There are many methods for valuing Bermudan and American style options. The most popular ones are the Rubinstein binomial tree method and its extended version, the Hull-White trinomial tree method. Unfortunately, both methods and other lattice based numerical methods have their limitations. Options that involve multiple factors cannot be valued with these methods, due to the exponential growth of the number of nodes or grids that are used to approximate option values. A lot of effort in the research community of financial engineering has been made to find appropriate methods to value options involving multiple factors. Among the methods that have been researched so far, the most practically useful and popular one is the Monte-Carlo method introduced by Professors Longstaff and Schwartz.

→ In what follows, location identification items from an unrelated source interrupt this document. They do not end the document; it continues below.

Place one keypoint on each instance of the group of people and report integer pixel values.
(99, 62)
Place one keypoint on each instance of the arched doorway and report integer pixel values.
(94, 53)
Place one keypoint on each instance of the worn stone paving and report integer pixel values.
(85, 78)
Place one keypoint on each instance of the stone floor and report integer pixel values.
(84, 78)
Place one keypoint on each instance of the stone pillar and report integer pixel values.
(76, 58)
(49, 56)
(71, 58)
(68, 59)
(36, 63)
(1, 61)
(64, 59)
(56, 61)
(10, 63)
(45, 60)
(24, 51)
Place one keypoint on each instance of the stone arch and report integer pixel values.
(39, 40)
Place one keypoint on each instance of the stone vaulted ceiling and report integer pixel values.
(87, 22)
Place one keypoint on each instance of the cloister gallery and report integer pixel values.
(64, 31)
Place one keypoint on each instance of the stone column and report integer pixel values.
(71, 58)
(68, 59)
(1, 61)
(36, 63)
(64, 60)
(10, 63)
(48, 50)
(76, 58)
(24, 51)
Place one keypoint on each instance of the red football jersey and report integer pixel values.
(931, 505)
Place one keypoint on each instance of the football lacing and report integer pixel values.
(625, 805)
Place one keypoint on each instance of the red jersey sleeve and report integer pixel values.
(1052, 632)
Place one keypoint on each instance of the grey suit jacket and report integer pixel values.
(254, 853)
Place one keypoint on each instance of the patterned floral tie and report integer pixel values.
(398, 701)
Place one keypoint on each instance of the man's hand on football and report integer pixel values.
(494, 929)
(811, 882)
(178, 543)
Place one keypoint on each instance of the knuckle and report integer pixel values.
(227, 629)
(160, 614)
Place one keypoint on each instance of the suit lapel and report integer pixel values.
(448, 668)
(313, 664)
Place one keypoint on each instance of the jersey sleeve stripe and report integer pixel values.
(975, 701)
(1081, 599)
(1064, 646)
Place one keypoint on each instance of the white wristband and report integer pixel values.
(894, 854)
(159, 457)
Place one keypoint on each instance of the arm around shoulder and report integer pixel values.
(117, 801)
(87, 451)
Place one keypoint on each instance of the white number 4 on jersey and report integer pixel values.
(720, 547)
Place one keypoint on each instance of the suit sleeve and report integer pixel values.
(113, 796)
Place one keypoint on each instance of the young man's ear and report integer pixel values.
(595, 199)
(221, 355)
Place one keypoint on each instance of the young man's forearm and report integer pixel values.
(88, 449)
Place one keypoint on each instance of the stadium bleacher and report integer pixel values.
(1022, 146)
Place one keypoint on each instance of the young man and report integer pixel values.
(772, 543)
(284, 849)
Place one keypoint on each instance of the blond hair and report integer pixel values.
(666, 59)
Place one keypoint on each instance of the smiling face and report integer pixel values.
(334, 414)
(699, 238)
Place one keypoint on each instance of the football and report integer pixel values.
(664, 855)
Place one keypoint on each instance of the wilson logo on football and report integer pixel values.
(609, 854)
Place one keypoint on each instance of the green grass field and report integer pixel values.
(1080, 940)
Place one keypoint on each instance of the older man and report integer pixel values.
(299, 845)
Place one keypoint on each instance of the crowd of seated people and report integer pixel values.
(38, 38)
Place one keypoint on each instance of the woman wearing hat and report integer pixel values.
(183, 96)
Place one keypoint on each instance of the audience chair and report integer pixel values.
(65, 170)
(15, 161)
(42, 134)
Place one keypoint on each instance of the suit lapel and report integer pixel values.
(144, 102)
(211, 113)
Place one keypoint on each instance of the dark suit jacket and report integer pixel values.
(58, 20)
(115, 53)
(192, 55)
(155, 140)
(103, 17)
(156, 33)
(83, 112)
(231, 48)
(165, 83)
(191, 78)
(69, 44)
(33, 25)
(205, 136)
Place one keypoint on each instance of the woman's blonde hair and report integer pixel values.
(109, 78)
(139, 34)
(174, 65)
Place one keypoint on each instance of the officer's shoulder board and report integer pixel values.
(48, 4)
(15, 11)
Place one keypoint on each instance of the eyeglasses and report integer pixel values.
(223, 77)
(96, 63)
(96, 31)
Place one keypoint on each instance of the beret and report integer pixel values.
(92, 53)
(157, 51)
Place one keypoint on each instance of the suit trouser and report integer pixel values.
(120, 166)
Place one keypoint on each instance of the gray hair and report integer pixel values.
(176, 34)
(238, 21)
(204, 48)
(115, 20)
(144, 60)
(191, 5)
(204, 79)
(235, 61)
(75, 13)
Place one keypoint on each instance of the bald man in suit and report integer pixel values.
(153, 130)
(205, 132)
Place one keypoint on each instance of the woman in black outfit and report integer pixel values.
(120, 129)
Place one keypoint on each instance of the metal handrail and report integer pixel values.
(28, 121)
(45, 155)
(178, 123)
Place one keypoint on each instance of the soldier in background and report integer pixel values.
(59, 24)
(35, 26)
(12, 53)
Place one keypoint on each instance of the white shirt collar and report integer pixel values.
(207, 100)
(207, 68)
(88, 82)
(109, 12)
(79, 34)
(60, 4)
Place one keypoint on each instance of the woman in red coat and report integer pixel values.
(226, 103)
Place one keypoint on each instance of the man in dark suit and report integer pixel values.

Monte Carlo simulation methods have been widely used in financial instrument valuation. However, their use in option valuation has been mostly restricted to the European style. To value a European style option with Monte Carlo simulation, paths are generated first and intrinsic option values are calculated path by path at the option's maturity date. The option value is then simply the discounted average of the intrinsic values of the paths. Such a simple method is not transferable to a Bermudan or American option. Valuation of such an option requires dynamically determining whether it is optimal to exercise at an exercise date. This cannot be done on a single path. To make an optimal decision, all the paths of the underlyings must be taken into consideration to determine the continuation value of an option and then determine if it is optimal to exercise.
In the Longstaff and Schwartz Monte Carlo method (LSMC), joint paths are first generated at all exercise time points for the assets in the basket. Then one starts from the last exercise date and goes backward step by step to determine the current intrinsic value and the continuation value and thus determining if it is optimal to exercise, given that it is not exercised at the prior time points. For the last exercise date, the optimal exercise value for each path is simply the option's intrinsic value at the date. At other exercise time points, the intrinsic value is also calculated for each joint path. The key is to find the continuation value at an exercise date. According to Longstaff and Schwartz, this can be calculated with the relevant values, denoted Y values, of all joint paths by regressing these values against some properly chosen variables, denoted X variables. The Y values are determined as follows: if a joint path has a future optimal exercise value, the Y value is calculated by discounting the optimal exercise value to the current exercise time point; otherwise, the Y value is simply the intrinsic value at the current exercise time point. The selection of the X variables depends on the model used and also on the option definition as well. For example, for a vanilla call/put option on assets modeled with the Black-Scholes lognormal model, the spot asset prices can be used as the X variables. Another freedom in LSMC is the selection of the regression function, also known as a basis function. Longstaff and Schwartz suggest second order polynomials or second order Laguerre polynomials.
After the regression calculation, the continuation value of the option, i.e., the estimated Y value, is determined for each joint path. By comparing this continuation value with the intrinsic value, one can decide path by path if it is optimal to exercise. If it is, mark this time point as an optimal exercise point and at the same time delete the future optimal mark if there is one. When these steps are finished, calculate the discounted intrinsic value at each optimal exercise time point for each joint path. If there is no optimal exercise time point for a particular path, the option value of the path is 0. The average of the discounted optimal exercise values is then the value of the option.